1. diferenciación de hPSC para RPE

  1. Mantener y paso hPSCs como describió anteriormente18.
    Nota: Todas las células (incluyendo hPSCs y hPSC RPEs) se cultivan en 37 ° C en 5% CO2 a lo largo de la duración de los protocolos de crecimiento y diferenciación.
  2. Antes de la diferenciación, split hPSCs confluentes en placas de 6 pocillos prelacadas.
    1. Capa de placas, matriz de la membrana del sótano en hielo durante aproximadamente 1 hora de descongelar, suspender liquidized matriz en medio DMEM de 4 ° C en un 1:50 dilución, agregue la mezcla de capa de 800 μl a cada pozo e incubar durante al menos 1 h a 37 ° C.
    2. Cuando la capa está completa, aspirar la mezcla y añadir medio de 1,5 – 2 mL en los pocillos.
    3. Para levantar el hPSCs de las placas de cultivo antiguo, incubar las células con PBS más 0,5 mM EDTA durante 5 minutos a temperatura ambiente, aspirar la solución y resuspender las células en pequeños grupos con medio de cultivo.
    4. Células de semilla en confluencia de ~ 20% en las nuevas placas.
      Nota: Tienda matriz de la membrana del sótano en alícuotas de μl 100 a-20 ° C y utilizar una alícuota para recubrir una placa de 6 pozos. El tiempo de recubrimiento puede prolongarse hasta 4 h a 37 ° C, o durante la noche a temperatura ambiente. Es importante suspender y semillas hPSCs como pequeños grupos de 3 a 5 células en lugar de las células.
  3. Cuando las células se cultivan en plena confluencia, sustituir el medio de cultivo con medio de diferenciación (4 mL/pocillo) (tabla 1, sin activina-A). La cultura durante 14 días, cambiando el medio (4 mL/pocillo) 3 x / semana.
    Nota: Se espera que las hPSC placa densidad dobles aproximadamente cada 24 h. muerte celular importante después del inicio del procedimiento de diferenciación. Agregados de células muertas y los desechos de los pozos se pueden ver a simple vista durante los cambios de medio.
  4. Del día 15 al día 28, suplemento medio de diferenciación con 100 ng/mL humanos activina-A (tabla 1, con humanos activina-A). Cambiar el medio (4 mL/pocillo) 3 x / semana.
  5. Deje de activina-A la suplementación a partir del día 29 (tabla 1, sin humanos activina-A).
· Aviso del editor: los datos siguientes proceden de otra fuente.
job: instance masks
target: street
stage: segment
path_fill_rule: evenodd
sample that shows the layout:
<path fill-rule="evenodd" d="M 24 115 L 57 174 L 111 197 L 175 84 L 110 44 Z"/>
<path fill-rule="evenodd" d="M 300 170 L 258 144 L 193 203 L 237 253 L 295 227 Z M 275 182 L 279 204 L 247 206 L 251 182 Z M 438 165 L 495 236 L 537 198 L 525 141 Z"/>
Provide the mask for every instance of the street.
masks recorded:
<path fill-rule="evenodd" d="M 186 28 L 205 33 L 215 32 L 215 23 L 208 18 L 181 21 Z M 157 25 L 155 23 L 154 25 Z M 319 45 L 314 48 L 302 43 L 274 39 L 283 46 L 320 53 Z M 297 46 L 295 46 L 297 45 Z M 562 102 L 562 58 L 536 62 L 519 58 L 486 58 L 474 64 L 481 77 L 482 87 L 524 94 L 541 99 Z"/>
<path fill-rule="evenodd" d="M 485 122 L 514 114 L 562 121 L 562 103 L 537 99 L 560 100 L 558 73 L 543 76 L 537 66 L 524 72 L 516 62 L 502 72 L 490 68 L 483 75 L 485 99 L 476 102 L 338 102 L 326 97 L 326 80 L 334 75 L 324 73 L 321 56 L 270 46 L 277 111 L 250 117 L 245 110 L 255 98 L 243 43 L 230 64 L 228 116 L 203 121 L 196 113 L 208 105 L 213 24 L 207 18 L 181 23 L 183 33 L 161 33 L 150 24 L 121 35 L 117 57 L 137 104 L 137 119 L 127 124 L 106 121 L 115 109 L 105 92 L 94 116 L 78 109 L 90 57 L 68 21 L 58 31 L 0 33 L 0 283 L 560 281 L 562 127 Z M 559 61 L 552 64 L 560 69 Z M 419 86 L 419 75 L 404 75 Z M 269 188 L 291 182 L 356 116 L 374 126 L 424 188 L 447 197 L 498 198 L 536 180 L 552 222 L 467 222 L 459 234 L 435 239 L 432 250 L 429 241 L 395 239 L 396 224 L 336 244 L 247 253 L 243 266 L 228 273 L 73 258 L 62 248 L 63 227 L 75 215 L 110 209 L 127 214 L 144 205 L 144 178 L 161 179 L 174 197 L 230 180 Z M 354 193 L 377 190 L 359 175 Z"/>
Continuar el cultivo celular en medio de la diferenciación para 8 – 10 semanas hasta que racimos hPSC-RPE pigmentadas (figura 1A-B).
    Nota: Grupos de células pigmentadas pueden verse como pequeños puntos oscuros en una placa de cultivo celular a simple vista (figura 1A-B, arriba). Células pigmentadas individuales con forma de guijarro de firma pueden verse al microscopio 20 X (figura 1A-B, parte inferior).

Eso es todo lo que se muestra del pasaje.